What I learned in school today
Whew! My second quarter of classes in my Master's Program in Sustainable Transportation through the University of Washington (online) started up at the beginning of January and I'm running fast, like the Red Queen, just to stay in place. You might have noticed the blog posts are suddenly less frequent.
I'm surprised to be learning about freight trucks!
It would never have occurred to me that freight trucks are at all like bicycles. But there are a lot of similarities. Trucks start up slow, and bicycles are slow. Trucks like flat streets, and so do bicycles. Car drivers hate trucks, and car drivers hate bicycles. Trucks benefit everyone by bringing goods to stores, and bicycles benefit everyone by decreasing traffic congestion.
We need trucks. Nearly everything comes to us on a truck. If the trucks come at night, people complain about the noise of loading and unloading. If the trucks come during the day, they double-park and block traffic. Often they have to park in the bike lane.
People love to complain about reckless truck drivers. Bicyclists in particular claim that UPS and FedEx drivers are the worst drivers in the world, but the numbers do not back them up. The larger the truck, the fewer the accidents. In fact, per vehicle, per mile, and in absolute number, trucks have fewer collisions than cars do with bicyclists and pedestrians.
Car drivers receive very little training in how to drive. Truck drivers receive a lot of training. They are more skilled than most drivers.
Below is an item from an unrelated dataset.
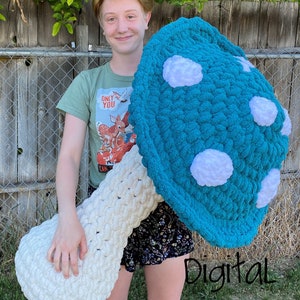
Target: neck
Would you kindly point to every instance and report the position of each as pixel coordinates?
(125, 65)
Truck drivers may have more to gain than the average driver from driving fast (time is money), but also more to lose from a collision. They have more incentive than most drivers to avoid a collision.
On a bicycle, I feel safer on a road with heavy truck traffic than on a road with fast cars. Some bicyclists think that if a truck hits them, it will be more serious than if a car hits them. But the impact is a result of both mass and speed. Colliding with a car traveling above 40 mph will seriously mess up a bicyclist. The extra mass an 18-wheeler hardly matters on fast highways.
Pedestrians and bicyclists need to know about the enormous blind spot and wide turning radius of big trucks. Many have been killed in the blind spot of a turning truck.
Bicyclists, trucks, and other drivers benefit from better planning, such as zoning regulations requiring a docking bay or unloading zone offset from the road. Industrial warehouses located in the heart of a city might seem like a terrible idea, but it actually decreases the number of miles big trucks must travel in and out of a city.
I never gave much thought to freight trucks, but they are an interesting and integral part of traffic.